In una provincia dove le mafie sono ormai radicate, perché quando iniziavamo questo mestiere sentivamo di infiltrazioni, mentre oggi abbiamo sentenze passate in giudicato con l’accusa di 416 bis. Con il compianto Santo Della Volpe e la collega Graziella Di Mambro abbiamo lavorato, in occasione della giornata di “Libera” a Latina due anni fa, al Manifesto dell’informazione locale che era e resta il faro da seguire in un territorio dove i tentativi di condizionamento sono pressoché quotidiani.

Nel 2007, in occasione del congresso nazionale dell’Unione cronisti a San Felice Circeo, portammo i colleghi in diversi luoghi della provincia. Volemmo dimostrare quanto, anche geograficamente, fosse difficile raccontare ciò che avviene.
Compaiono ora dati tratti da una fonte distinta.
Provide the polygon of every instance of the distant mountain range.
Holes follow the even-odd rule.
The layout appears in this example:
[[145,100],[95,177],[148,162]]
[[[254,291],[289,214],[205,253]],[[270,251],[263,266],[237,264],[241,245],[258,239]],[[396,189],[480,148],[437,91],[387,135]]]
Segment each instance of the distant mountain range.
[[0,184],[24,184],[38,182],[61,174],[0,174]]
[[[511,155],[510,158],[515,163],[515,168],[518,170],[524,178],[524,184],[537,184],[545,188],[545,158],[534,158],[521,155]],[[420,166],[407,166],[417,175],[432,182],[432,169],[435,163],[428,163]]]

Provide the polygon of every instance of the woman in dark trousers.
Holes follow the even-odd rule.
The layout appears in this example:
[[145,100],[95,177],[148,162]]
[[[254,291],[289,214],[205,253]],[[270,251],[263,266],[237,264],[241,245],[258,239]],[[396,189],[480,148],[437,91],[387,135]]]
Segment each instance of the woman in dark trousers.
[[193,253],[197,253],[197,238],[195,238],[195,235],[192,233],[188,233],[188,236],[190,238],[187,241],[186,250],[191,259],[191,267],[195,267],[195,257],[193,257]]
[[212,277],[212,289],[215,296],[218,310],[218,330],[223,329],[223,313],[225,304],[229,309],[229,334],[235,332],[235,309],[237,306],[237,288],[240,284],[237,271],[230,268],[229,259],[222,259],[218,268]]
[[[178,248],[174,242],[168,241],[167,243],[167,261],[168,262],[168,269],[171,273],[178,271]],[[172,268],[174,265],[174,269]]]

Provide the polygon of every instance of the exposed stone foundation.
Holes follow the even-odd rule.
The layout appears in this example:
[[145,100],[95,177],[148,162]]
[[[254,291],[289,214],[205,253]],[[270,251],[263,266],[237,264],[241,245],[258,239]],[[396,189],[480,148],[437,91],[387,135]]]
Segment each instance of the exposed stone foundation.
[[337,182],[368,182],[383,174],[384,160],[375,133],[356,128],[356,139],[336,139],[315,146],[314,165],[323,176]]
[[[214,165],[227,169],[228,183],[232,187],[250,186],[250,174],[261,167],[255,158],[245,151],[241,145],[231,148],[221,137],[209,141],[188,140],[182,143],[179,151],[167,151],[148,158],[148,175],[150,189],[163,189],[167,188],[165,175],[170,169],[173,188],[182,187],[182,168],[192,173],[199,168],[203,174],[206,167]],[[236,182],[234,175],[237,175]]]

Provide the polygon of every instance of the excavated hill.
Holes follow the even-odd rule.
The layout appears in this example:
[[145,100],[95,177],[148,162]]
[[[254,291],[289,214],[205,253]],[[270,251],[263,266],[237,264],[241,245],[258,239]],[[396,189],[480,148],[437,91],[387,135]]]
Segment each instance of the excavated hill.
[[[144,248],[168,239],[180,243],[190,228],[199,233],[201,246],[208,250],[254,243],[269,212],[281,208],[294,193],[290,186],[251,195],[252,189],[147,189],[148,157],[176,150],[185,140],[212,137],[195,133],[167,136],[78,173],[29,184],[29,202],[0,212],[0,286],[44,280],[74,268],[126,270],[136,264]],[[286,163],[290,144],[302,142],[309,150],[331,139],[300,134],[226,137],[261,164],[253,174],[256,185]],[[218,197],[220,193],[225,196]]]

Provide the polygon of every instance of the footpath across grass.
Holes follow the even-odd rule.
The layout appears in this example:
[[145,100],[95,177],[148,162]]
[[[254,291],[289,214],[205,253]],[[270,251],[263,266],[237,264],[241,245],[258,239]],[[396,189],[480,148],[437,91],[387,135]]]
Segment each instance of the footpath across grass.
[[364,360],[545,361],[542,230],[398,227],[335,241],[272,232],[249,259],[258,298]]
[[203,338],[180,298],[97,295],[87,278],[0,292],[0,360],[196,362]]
Ma le distanze si superano, i viaggi “infiniti” verso il sud, la difficoltà di salire sulle colline con il maltempo,  di arrivare sulle isole se c’è qualche evento, sono nulla di fronte ai tentativi di bavaglio di ogni genere.

Vittorio ha dimostrato che i giornalisti di provincia – quelli che vivono in prima linea, quelli che incontrano ogni giorno le persone delle quali scrivono – sono più forti delle intimidazioni. Con lui, ogni giorno, cerchiamo di essere tutti più forti.